56°F
weather icon Clear

UNLV law school sees big jump in bar exam passage

Updated October 17, 2017 - 9:17 pm

The verdict for Nevada’s most recent bar exam is in, and it’s a positive outcome for UNLV’s Boyd School of Law.

Boyd students who sat for the test for the first time in July passed at a rate of 81 percent, 15 percentage points higher than in July 2016.

“This is good news,” said Dan Hamilton, the law school’s dean. “This shows significant improvement. And I’m grateful to the leadership of the Supreme Court of Nevada in carefully considering how the Nevada bar exam is structured and how it best serves its purpose of serving Nevadans.”
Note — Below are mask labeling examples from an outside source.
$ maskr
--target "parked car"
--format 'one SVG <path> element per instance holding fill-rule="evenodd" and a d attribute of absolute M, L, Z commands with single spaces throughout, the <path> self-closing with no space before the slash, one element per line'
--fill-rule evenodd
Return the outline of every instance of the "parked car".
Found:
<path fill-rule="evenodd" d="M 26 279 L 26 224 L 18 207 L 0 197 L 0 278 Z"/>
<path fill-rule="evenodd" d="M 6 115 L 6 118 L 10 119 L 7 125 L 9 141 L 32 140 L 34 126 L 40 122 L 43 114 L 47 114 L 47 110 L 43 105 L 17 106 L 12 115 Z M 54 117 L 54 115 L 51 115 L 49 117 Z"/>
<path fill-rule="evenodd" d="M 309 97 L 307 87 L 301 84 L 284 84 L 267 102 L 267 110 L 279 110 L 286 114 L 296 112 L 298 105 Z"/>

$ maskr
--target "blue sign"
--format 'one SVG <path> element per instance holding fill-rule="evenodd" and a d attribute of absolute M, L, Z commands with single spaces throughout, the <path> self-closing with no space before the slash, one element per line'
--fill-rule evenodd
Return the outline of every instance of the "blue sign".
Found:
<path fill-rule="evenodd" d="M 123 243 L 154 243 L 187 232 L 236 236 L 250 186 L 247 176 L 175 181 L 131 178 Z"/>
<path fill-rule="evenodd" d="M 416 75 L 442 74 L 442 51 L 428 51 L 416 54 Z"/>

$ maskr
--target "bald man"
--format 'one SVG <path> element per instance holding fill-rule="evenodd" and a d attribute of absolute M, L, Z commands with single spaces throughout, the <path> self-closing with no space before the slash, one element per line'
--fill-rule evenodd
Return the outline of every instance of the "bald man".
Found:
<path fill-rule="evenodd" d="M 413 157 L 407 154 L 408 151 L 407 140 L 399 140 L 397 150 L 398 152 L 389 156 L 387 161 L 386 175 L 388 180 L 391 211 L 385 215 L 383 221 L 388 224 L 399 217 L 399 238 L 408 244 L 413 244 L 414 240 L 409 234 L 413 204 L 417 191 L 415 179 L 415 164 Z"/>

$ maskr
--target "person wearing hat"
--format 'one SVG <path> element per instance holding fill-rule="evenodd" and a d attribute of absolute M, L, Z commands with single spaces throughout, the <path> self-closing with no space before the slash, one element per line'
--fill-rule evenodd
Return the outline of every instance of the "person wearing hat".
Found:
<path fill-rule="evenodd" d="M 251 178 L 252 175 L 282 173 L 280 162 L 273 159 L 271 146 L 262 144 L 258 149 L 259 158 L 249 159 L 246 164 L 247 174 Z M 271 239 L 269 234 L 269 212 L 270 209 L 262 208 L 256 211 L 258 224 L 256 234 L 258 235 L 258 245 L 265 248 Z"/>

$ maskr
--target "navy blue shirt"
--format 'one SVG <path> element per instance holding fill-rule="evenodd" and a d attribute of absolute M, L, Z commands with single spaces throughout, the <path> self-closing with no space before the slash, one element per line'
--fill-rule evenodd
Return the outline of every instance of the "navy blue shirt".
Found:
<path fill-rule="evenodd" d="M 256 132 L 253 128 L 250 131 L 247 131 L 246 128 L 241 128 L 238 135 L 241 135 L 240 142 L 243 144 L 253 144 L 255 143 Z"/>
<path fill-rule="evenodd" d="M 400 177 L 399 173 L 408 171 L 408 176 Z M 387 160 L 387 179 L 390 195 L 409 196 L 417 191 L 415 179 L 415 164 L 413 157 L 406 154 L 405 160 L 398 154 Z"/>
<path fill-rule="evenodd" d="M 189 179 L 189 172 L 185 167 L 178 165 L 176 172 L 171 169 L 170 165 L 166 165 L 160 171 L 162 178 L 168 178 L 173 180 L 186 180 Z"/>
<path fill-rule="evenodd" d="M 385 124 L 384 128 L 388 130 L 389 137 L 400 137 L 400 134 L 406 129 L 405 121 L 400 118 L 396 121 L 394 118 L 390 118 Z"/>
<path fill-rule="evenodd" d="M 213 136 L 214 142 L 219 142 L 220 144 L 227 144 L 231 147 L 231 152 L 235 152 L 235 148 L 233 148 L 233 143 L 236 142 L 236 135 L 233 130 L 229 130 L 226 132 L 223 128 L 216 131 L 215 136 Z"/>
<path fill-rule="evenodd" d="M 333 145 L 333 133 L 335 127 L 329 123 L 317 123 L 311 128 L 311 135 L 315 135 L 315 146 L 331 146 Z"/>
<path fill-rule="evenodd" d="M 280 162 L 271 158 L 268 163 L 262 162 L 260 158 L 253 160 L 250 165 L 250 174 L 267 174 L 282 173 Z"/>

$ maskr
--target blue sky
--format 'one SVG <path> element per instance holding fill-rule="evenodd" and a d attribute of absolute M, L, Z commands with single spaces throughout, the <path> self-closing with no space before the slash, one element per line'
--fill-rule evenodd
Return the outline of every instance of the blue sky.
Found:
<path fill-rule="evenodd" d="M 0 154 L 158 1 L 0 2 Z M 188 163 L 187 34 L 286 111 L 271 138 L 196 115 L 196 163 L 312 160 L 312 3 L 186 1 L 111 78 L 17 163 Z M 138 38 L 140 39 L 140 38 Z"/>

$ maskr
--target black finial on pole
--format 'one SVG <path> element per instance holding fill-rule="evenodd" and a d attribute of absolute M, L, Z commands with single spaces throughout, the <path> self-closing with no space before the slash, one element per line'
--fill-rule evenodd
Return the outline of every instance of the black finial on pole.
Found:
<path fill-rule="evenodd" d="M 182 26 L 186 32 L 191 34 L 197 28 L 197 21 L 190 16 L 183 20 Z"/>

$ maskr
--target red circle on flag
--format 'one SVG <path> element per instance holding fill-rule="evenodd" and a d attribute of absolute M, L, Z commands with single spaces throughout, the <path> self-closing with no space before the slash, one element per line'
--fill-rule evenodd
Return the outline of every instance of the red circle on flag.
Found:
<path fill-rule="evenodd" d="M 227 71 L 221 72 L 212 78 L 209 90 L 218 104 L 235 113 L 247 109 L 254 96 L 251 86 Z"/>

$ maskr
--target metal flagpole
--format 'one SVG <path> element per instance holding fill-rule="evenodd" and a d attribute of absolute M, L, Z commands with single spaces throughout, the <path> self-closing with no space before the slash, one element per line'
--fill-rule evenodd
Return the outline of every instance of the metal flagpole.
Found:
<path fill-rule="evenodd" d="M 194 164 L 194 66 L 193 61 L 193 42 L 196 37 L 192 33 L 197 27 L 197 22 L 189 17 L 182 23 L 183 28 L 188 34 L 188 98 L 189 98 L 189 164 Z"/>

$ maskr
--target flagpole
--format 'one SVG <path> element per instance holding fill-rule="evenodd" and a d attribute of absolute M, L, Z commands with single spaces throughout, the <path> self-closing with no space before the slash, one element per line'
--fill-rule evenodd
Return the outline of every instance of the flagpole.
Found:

Nevada’s bar exam, which is administered twice a year, is notorious for being one of the nation’s toughest. But this year, the state Supreme Court made several decisions to make the test more user-friendly.

In June, the court lowered the “cut score,” the figure required to pass the multistate bar exam — a six-hour, 200-question, multiple-choice portion of the overall test — from 140 to 138. Test takers were also given access to a more detailed subject-matter outline on the test’s contents.

“Taken together, these were positive steps,” Hamilton said.

Nevertheless, Rick Trachok, chairman of the Board of Bar Examiners, said the increase in passing scores resulted more from test takers scoring “much higher” on the bar exam’s multistate section than from the changes the court implemented.

He said test-takers who fell in the top quartile scored almost 10 points higher on the exam’s multistate portion than their counterparts in the previous few tests.

Even test-takers who failed to come close to the revised cut score achieved five or six points higher than those in previous exams.

Trachok said that reading the responses to the eight one-hour-long essay questions, another portion of the overall exam, confirmed that the test-takers had performed “much, much better.”

Even with the improved passage rate, Hamilton, wants to keep getting better. School officials are reviewing hundreds of pages of results from studies California has done on its bar exam, he said.

Ultimately, he believes the next logical step is for the state to institute the Uniform Bar Exam, which places less emphasis on essay responses and enables graduates to take their scores to other jurisdictions that use the test.

So far, 26 states and the District of Columbia have adopted the uniform test. Hamilton wants Nevada to be next.

“This is, in my mind, an important next step for the bar in Nevada,” he said. “Ultimately, of course, it’s up to the Supreme Court.”